If there is any commonality among the series of political administrations that have ruled Ethiopia over the decades, it is the demonizing of Egypt as a nation that always dreams of the downfall of Ethiopia as a nation. Even though these administrations do not present concrete evidence as to the extent of Egypt’s involvement, one may not fall far from the truth to assume that Egypt benefits less from a sturdy east African nation capable of taking its fair share of a river’s waters that have disproportionately only benefited Egypt for centuries.
Once again, following the brutal massacre of hundreds of people of Amhara origin in Wollega of the State of Oromia, Egypt’s name was attached to the explanation. During his recent appearance at Parliament in which he addressed security concerns from MPs, Abiy Ahmed (PhD), Prime Minister, sounded more upset while counter-accusing MPs of building a narrow understanding of the matter. His administration seems to be of the belief that all security challenges are related to the Grand Ethiopian Renaissance Dam (GERD). Hence blame lies with Egypt and not a failure of his administration.
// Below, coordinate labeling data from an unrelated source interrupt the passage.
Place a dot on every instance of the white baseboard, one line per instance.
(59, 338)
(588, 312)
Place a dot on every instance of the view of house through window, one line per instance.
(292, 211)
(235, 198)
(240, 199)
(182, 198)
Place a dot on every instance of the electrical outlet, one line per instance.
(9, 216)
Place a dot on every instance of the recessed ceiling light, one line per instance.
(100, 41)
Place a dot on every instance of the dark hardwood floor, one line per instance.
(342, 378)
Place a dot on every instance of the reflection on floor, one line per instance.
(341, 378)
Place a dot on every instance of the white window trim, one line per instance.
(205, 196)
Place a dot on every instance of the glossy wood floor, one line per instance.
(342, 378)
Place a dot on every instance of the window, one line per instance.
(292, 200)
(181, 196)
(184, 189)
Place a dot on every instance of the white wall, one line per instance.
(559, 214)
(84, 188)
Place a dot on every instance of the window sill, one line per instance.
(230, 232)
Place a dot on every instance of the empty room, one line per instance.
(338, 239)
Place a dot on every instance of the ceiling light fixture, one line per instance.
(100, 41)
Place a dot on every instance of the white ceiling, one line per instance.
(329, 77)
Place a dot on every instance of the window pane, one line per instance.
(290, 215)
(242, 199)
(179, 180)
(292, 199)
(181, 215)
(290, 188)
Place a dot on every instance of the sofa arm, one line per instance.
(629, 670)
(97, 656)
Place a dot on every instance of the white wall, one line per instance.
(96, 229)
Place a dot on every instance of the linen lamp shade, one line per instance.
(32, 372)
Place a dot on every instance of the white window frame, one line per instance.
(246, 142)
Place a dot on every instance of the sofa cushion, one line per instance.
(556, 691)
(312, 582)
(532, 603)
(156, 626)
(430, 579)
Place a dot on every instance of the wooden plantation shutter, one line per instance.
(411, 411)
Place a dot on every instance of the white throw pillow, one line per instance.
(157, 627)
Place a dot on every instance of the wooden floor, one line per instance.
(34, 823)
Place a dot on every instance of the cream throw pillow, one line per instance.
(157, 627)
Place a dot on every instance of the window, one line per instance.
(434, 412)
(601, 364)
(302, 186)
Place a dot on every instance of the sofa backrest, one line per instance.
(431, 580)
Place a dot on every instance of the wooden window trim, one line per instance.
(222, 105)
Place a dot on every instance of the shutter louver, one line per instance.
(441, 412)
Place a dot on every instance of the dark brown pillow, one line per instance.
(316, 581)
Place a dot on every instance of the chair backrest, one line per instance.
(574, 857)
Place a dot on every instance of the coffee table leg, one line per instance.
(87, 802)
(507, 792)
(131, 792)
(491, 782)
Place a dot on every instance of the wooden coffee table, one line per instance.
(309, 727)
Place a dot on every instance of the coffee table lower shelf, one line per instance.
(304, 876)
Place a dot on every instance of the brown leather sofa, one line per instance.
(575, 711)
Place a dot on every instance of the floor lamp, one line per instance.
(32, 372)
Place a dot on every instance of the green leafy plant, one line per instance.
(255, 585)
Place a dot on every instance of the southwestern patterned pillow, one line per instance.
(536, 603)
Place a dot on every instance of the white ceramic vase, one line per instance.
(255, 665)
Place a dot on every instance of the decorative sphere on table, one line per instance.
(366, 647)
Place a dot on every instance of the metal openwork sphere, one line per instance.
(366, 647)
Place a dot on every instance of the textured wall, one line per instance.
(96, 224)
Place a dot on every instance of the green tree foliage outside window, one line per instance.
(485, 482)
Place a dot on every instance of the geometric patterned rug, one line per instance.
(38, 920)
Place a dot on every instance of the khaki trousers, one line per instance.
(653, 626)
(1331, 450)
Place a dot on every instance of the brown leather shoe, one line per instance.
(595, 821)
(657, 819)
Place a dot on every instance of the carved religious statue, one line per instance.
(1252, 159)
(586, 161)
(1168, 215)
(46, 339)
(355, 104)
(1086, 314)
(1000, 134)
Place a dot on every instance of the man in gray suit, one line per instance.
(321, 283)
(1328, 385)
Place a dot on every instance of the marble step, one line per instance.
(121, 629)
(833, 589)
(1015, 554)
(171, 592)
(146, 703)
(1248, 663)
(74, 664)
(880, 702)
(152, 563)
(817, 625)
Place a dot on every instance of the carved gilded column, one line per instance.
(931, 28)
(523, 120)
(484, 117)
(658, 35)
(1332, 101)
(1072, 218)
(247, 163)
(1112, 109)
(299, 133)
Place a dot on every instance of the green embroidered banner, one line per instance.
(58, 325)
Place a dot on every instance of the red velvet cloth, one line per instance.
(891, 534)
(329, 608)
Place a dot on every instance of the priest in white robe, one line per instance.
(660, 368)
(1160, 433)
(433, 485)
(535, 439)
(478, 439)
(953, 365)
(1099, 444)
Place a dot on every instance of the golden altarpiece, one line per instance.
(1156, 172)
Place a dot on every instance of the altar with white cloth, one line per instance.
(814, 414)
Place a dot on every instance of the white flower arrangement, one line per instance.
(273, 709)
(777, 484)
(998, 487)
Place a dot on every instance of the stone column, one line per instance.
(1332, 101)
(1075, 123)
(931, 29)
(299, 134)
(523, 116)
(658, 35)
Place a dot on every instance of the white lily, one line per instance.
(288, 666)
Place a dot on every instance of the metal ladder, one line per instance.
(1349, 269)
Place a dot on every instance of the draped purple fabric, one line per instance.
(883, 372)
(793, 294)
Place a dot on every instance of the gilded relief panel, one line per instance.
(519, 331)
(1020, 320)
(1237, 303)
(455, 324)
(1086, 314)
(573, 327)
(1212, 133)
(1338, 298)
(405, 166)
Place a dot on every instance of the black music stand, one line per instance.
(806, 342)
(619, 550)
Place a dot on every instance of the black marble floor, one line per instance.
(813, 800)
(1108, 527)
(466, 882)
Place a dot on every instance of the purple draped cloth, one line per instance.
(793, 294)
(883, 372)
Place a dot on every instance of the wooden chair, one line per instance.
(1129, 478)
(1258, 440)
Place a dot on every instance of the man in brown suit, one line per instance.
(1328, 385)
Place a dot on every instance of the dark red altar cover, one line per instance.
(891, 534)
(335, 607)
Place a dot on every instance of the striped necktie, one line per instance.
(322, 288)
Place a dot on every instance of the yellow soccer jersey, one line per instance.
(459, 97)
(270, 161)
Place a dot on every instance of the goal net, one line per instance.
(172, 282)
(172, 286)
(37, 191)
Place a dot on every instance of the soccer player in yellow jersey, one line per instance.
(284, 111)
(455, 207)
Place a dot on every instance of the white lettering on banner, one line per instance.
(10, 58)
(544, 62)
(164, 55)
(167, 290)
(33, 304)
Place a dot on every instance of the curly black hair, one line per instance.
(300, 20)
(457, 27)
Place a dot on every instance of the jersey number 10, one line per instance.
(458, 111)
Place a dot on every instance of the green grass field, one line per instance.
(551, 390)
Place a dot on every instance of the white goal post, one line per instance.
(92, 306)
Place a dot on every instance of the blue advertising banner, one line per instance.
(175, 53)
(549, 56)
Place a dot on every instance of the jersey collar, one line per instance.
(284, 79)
Before, during, and after Hosni Mubarak—Egypt’s long-serving president—the north African nation has never had a friendly regime willing to fairly negotiate with nations sharing the world’s longest river. The man who led the military coup to become Egypt’s president in 2014 is no different. Indeed, there is no question about tensions between Cairo and Addis Ababa over GERD and Ethiopia’s revitalized relationship with Eritrea.
Against the backdrop of all this is the responsibility of the Ethiopian government to anticipate security challenges and keep citizens safe at all costs. During the early days of Abiy’s administration, much of the blame went to the strength of the security apparatus which was weakened due to political upheaval. Later, public officials, while boasting of the improved strength of their security apparatus, seemed to crawl back to the cliché excuse of Egypt, again.
Governments around the world have the primary responsibility of foreseeing and preparing for potential external challenges to their nation’s security. By working closely with other nations and international organizations, governments can better identify potential threats and develop strategies to address them. Additionally, governments must work with their domestic law enforcement and intelligence agencies to ensure that they are adequately prepared in the event of a security incident.
While no government can completely eliminate all possible risks, it is important that they take steps to mitigate as many as possible. This includes developing strong relationships with key allies, sharing information between agencies, and preparing for potential incidents both domestically and abroad.
The government must choose between the option of doing all it can to ensure security for its citizens or creating an environment in which individuals can protect themselves.
The most important factor in determining the role of government in security is the type of society in which it exists. A society with a strong central government likely has a larger role for government in security, than a society with a weak central government. Weak security only means weak government. The public display of Abiy’s government’s strength does not match the sense of security on the ground.
There is a saying that goes ‘history does not remember blood; it remembers names’. Yes, when this is all over, history will remember GERD and Abiy Ahmed. At this time, however, there is already a high risk for the latter to be attached to ethnic-based massacres than the construction of the biggest hydroelectric dam in Africa.